But then I had another thought: One day my baby daughter is going to be old enough to find and read this blog for herself. Maybe she will think I don't really love her.

This was much harder. These posts might do mothers some good, but what if they do my daughter harm?

After much thought, I have decided I was right to publish my Bingo post, but that I owe my little girl an explanation. So there are no misunderstandings when the day comes that she reads this blog, here is the explanation she will find:


Dear Bethany,

If you're old enough to read this you're old enough to know that parents are not perfect.

I get grumpy, I say and do stupid things, and I don't have all the answers. But one thing I know for certain is that I am madly in love with you.

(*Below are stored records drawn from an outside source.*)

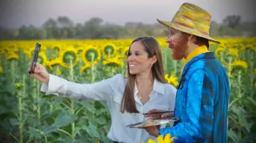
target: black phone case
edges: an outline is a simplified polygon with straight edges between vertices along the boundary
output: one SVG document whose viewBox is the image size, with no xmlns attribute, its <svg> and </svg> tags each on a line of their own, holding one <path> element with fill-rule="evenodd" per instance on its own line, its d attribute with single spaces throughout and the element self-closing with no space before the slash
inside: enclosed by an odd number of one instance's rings
<svg viewBox="0 0 256 143">
<path fill-rule="evenodd" d="M 34 73 L 34 68 L 36 67 L 36 63 L 37 62 L 38 54 L 39 54 L 39 52 L 40 51 L 40 48 L 41 48 L 41 44 L 37 42 L 36 43 L 36 48 L 35 48 L 35 49 L 34 51 L 34 54 L 33 54 L 32 61 L 31 61 L 30 67 L 29 67 L 28 74 L 33 74 Z"/>
</svg>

I loved you before I met you, before I could even feel you kicking inside me. When I was pregnant, nothing scared me more than the thought I might lose you. When you were born and they put you on my chest, you looked up at me with wide, curious eyes and I thought you were the most beautiful thing I had ever seen. There have been times where you have kept me awake so often that my head aches and the room spins with nausea, but then you smile at me and I feel ok.

I still love you when you are difficult. When you cry, I try to help you. And when I can't make the pain go away, I will stay with you so you feel strong enough to face it until the day you tell me you are strong enough to face it on your own.

I want you to figure out the kind of person you want to be, and whoever that is, I want you to be happy. I hope you will be kind. Yes, your Dad and I will have rules, and no, you won't always like them. You won't always like us. Perhaps sometimes you will even hate us. But even in those darkest moments, deep down there will be a part of you that loves us. Imagine that part times a hundred, and that is much I love you.

I have never wished you harm. The very thought of you coming to harm makes me sick. But there have been moments when I wished I didn't have a baby - or where I could pass off the baby phase to someone else and have you back when you were a little older. I'm not afraid to be honest and own up to the fact I have had these thoughts, because I know what they mean.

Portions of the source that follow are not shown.